/scDiffusion

A model developed for the generation of scRNA-seq data

Primary LanguageJupyter NotebookMIT LicenseMIT

scDiffusion: Conditional Generation of High-Quality Single-Cell Data Using Diffusion Model

Welcome to the code base for scDiffusion, a model developed for the generation of scRNA-seq data. This model combines the power of latent diffusion model and pre-trained model.

Environment

pytorch                   1.13.0  
numpy                     1.23.4  
anndata                   0.8.0  
scanpy                    1.9.1  
scikit-learn              1.2.2  
blobfile                  2.0.0  
pandas                    1.5.1  
celltypist                1.3.0  
imbalanced-learn          0.11.0  
mpi4py                    3.1.4  

Train the scDiffusion model

Dataset: The data used for training the model is formatted in h5ad. You can download the dataset that used in the paper in https://figshare.com/s/49b29cb24b27ec8b6d72. For other formats, modify the code in ./guided_diffusion/cell_datasets_*.py.

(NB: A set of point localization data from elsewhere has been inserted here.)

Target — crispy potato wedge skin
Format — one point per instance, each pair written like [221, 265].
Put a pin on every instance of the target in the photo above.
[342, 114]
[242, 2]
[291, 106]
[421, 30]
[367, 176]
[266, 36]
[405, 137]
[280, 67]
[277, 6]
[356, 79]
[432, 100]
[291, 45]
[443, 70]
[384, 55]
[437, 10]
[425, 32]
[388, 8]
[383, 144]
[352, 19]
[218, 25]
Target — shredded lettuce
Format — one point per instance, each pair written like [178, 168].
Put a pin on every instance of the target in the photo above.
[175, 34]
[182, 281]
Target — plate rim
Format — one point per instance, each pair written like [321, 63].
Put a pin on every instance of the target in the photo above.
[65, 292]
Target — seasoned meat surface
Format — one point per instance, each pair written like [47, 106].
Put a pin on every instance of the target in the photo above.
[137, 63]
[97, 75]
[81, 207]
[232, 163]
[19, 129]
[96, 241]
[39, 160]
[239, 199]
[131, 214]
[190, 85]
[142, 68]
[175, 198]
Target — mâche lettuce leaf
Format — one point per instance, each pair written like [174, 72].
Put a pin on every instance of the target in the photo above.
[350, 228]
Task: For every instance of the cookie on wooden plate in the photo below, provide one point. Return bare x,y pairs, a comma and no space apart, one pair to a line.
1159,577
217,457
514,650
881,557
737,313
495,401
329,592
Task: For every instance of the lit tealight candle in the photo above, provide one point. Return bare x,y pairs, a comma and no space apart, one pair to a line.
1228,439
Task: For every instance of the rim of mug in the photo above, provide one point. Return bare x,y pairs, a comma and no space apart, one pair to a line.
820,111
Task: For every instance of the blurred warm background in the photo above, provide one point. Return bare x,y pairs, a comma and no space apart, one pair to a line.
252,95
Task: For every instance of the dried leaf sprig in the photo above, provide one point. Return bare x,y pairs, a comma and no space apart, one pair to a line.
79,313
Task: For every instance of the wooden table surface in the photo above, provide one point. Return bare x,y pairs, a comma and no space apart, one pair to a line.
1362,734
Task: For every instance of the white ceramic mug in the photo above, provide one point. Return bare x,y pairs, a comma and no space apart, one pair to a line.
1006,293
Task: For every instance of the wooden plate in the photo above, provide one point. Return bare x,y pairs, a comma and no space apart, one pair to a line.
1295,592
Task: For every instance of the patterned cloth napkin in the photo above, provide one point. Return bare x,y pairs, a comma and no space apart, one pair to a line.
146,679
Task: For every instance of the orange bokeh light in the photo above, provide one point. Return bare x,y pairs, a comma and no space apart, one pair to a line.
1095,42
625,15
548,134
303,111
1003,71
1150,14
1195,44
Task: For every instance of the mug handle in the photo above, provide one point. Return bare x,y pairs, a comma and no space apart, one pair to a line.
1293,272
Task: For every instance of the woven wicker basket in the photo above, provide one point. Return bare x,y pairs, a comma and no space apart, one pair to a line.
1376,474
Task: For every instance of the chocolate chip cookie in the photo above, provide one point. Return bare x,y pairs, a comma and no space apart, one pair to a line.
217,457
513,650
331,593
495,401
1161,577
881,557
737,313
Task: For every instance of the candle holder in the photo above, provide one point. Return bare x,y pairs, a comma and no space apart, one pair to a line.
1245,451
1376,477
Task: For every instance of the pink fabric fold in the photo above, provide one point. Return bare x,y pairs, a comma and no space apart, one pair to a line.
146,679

You can directly run the train.sh to complete all the training steps. Be aware to change the file path to your own.

Below are the complete steps for the training process:

  • Step 1: Train the Autoencoder Run VAE/VAE_train.py: Update the data_dir and save_dir to your local path, and adjust the num_genes parameter to match the gene number of your dataset. The pretrained weight of scimilarity can be found in https://zenodo.org/records/8286452, we used the annotation_model_v1 in this work. You can also train the autoencoder from scratch, this might need larger interation steps (15e4 steps would be good).

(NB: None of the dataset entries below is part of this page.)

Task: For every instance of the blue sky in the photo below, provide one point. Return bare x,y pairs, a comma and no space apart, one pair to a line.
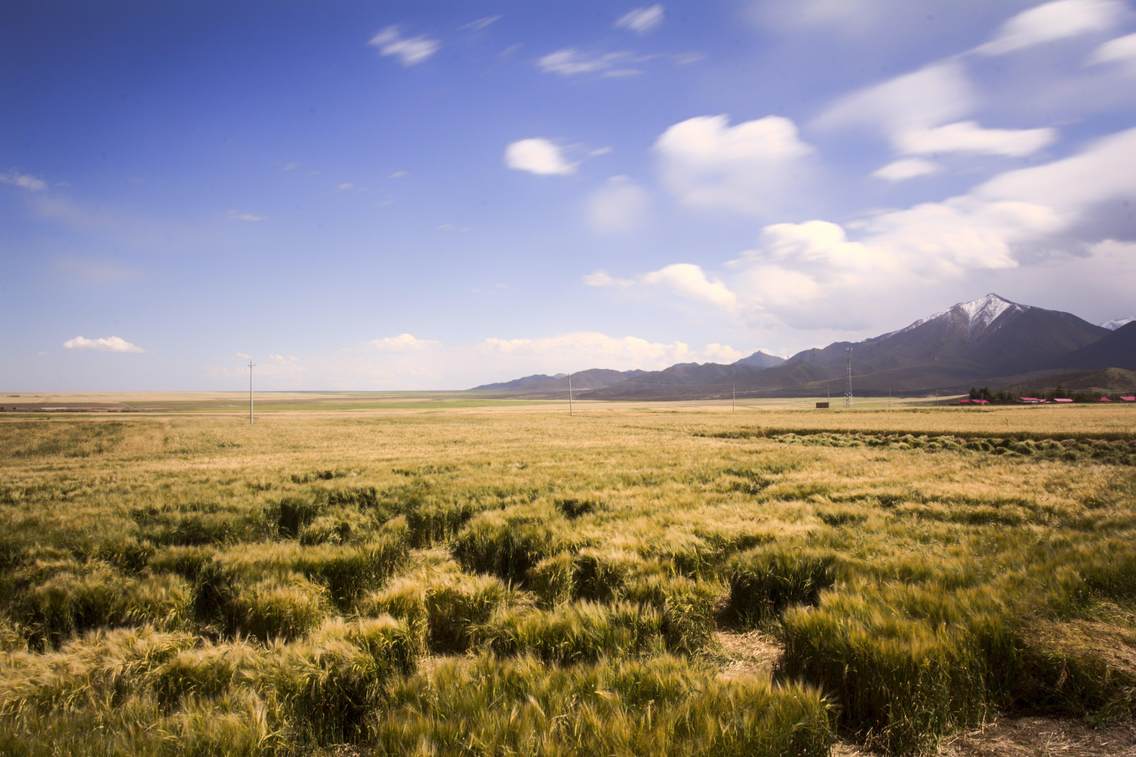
436,194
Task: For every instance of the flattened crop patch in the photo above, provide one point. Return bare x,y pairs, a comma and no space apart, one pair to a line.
1110,450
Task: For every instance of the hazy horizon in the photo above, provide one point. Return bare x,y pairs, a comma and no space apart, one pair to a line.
424,196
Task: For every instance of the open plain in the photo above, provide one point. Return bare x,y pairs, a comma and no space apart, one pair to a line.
437,574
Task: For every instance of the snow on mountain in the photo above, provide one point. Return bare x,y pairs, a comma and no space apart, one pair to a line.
978,314
985,310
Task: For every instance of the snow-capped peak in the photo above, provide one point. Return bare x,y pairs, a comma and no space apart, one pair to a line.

  • Step 2: Train the diffusion backbone First, modify the Autoencoder checkpoint path in ./guided_diffusion/cell_datasets_.py to match your trained Autoencoder. Next, adjust the data_dir, model_name, and save_dir in cell_train.py, then execute the file. We trained the backbone for 80e4 steps.

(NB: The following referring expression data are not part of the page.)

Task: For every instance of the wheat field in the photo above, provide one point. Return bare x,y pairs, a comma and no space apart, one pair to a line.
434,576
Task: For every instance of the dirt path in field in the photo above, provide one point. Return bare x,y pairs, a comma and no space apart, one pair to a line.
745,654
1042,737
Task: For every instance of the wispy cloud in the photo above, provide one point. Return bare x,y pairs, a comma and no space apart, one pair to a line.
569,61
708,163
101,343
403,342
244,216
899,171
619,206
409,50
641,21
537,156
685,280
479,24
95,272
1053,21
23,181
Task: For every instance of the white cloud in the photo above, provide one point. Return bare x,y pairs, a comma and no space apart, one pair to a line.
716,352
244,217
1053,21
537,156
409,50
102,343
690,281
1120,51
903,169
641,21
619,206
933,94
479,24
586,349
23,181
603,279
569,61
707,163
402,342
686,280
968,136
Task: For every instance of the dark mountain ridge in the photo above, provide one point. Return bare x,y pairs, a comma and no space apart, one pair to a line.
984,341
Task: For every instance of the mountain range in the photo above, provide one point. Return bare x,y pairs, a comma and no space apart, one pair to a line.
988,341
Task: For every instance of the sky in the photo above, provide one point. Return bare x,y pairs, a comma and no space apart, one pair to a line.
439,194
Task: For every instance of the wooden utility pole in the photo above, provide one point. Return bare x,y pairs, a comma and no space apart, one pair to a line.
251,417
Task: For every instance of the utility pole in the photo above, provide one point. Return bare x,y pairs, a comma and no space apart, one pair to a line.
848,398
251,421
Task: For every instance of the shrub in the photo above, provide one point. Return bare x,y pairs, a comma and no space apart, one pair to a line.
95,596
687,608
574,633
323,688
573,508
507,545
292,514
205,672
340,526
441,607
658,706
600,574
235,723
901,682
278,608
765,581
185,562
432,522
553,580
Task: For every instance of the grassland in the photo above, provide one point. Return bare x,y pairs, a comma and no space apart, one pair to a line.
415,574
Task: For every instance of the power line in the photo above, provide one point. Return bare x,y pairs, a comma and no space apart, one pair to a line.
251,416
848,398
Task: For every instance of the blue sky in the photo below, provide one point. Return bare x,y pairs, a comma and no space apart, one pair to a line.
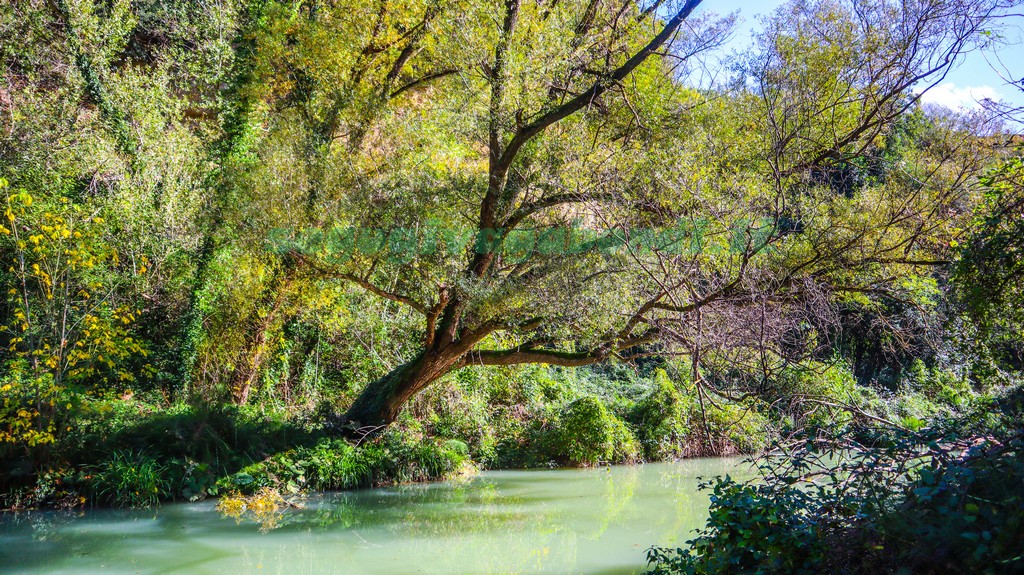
973,79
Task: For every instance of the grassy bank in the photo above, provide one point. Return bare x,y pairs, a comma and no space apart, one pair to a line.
137,450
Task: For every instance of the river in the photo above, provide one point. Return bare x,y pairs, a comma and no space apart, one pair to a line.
597,521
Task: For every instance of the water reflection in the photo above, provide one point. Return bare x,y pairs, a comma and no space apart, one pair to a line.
564,521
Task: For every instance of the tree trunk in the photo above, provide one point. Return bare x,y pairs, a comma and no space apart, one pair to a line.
381,401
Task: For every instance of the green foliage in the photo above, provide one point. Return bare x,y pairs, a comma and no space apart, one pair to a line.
662,419
395,456
129,479
835,505
588,434
752,529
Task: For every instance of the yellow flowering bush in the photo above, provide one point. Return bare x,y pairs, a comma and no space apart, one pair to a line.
66,330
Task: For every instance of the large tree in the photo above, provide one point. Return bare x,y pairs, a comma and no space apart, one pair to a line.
562,113
730,214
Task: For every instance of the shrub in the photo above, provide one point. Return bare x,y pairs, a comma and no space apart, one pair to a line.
662,421
129,479
589,434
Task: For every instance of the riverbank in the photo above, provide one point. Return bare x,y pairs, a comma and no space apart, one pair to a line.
138,451
587,521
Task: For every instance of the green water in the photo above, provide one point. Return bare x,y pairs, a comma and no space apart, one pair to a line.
562,521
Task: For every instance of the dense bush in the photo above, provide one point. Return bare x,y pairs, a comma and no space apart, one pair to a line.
908,502
588,434
129,479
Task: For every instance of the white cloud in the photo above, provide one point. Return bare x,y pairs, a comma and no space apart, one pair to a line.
951,96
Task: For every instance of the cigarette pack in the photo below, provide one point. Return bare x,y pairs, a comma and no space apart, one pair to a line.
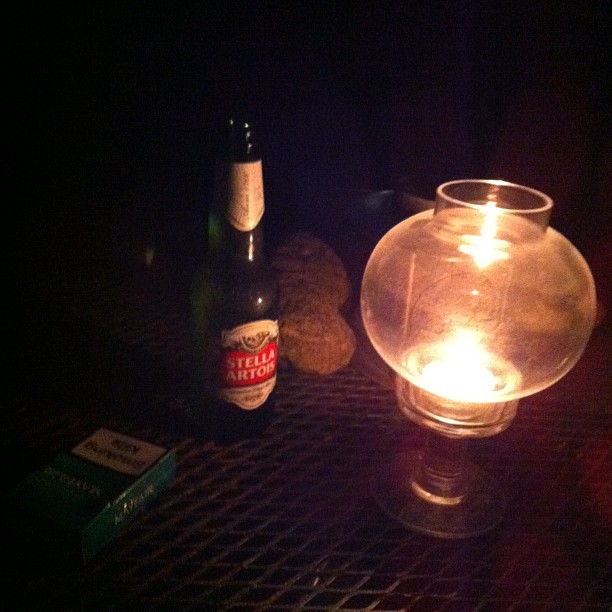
83,499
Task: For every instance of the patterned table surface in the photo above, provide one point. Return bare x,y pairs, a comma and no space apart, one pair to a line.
287,521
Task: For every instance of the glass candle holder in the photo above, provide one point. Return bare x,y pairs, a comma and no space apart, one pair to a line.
474,305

  • Step 3: Train the classifier Ensure that the Autoencoder checkpoint path in ./guided_diffusion/cell_datasets_*.py is correct. Set the NUM_CLASSES parameter in guided_diffusion/script_util.py to match the number of classes in your dataset. Then, modify the model_dir and data_dir in the classifier_train.py and execute the file. We trained the classifier for 20e4 steps.

Generate new sample

Unconditional generation:

In cell_sample.py, change the model_path to match the trained backbone model's path and set the sample_dir to your local path. Running the file will generate new latent embeddings for the scRNA-seq data and save them in a .npz file. You can decode these latent embeddings and retrieve the complete gene expression data using exp_script/script_diffusion_umap.ipynb or exp_script/script_static_eval.ipynb.

Conditional generation:

In the classifier_sample.py, adjust the model_path and classifier_path to match the trained backbone model and the trained classifier, respectively. Also, update the sample_dir to your local path. The condition can be set in "main". Running the file will generate new latent embeddings under the given conditions. You can decode these embeddings the same way as in unconditional generation.

Experiments reproduce:

The scripts in the exp_script/ directory can be used to reproduce the results presented in the paper. You can refer the process in any of these scripts to rebuild the gene expression from latent space. The exp_script/down_stream_analysis_muris.ipynb can reproduce the marker genes result. The exp_script/script_diffusion_umap_multi-condi.ipynb can reproduce the result of two-conditonal generation. The exp_script/script_diffusion_umap_trajectory.ipynb can reproduce the result of Gradient Interpolation. The exp_script/script_diffusion_umap.ipynb can reproduce the UMAP shown in the paper. The exp_script/script_static_eval.ipynb can reproduce the statistical metrics mentioned in the paper.